In tal senso, che un contrasto interpretativo esistesse emerge dalla giurisprudenza di legittimità sopra richiamata, il che spiega e contestualizza l'opera del legislatore del 2019, in conseguenza della quale sembra destinato a riprendere vigore l'orientamento precedentemente rivelatosi minoritario, recentemente riemerso nelle decisioni della Suprema Corte (si confronti Cass.
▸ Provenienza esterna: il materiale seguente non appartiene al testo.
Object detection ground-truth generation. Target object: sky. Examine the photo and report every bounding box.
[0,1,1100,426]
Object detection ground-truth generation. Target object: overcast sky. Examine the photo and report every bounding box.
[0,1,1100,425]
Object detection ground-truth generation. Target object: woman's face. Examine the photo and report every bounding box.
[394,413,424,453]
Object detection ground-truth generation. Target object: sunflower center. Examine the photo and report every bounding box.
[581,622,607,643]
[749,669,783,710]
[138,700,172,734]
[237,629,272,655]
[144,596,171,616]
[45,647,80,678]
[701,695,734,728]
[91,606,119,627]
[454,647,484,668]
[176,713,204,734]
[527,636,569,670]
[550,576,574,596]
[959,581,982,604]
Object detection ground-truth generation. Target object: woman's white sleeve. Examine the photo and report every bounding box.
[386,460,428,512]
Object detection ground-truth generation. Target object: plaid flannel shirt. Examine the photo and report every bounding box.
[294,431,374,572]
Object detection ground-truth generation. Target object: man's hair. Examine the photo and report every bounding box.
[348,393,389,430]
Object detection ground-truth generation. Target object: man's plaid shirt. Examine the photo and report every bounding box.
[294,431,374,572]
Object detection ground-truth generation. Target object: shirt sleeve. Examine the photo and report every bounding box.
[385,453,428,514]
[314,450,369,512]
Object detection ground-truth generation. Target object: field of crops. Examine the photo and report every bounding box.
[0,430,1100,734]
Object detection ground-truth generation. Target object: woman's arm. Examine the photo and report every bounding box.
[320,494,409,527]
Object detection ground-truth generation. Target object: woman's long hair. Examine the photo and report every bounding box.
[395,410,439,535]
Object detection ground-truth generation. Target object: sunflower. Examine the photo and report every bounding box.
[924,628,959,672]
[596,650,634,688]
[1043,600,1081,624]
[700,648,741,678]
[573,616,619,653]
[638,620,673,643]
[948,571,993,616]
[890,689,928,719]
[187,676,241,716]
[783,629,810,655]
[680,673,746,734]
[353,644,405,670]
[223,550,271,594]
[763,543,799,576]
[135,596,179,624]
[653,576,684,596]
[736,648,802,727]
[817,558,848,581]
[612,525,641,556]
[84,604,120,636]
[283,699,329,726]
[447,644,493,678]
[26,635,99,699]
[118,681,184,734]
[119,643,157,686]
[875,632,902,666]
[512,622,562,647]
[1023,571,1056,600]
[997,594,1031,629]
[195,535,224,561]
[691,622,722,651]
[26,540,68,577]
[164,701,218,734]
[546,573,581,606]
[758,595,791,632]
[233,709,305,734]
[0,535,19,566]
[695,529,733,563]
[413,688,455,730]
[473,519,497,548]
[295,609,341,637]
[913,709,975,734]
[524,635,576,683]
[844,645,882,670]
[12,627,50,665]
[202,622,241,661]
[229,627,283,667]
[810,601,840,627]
Civ., sez. trib.,15 gennaio 2019, n. 722).

Osservazioni

L'evoluzione normativa, incidente sulla trama argomentativa della sentenza che si annota, corretta ratione temporis, impone di rimeditare pro futuro la quaestio iuris.

L'opzione di valore che il legislatore sembra avere prescelto, infatti, riconduce l'art. 20 del d.P.R. n. 131/1986 all'interpretazione dell'atto da registrare, nei limiti dello schema negoziale tipico in cui lo stesso è inquadrabile.

Ogni ulteriore divergenza tra l'atto e i c.d. “elementi extratestuali”, viceversa, andrebbe valorizzata in chiave di abuso del diritto, stante che l'art. 53 bis del T.U. Registro, nel disciplinare attribuzioni e poteri dell'Amministrazione finanziaria, fa salvo “quanto previsto dall'art. 10-bis della Legge 27 luglio 2000, n. 212”.

Il che importerebbe, in chiave applicativa, il ben più rigoroso onere probatorio gravante sull'Amministrazione finanziaria, nonché l'instaurazione del contraddittorio preventivo, ai sensi del citato art. 10-bis della L. n. 212/2000.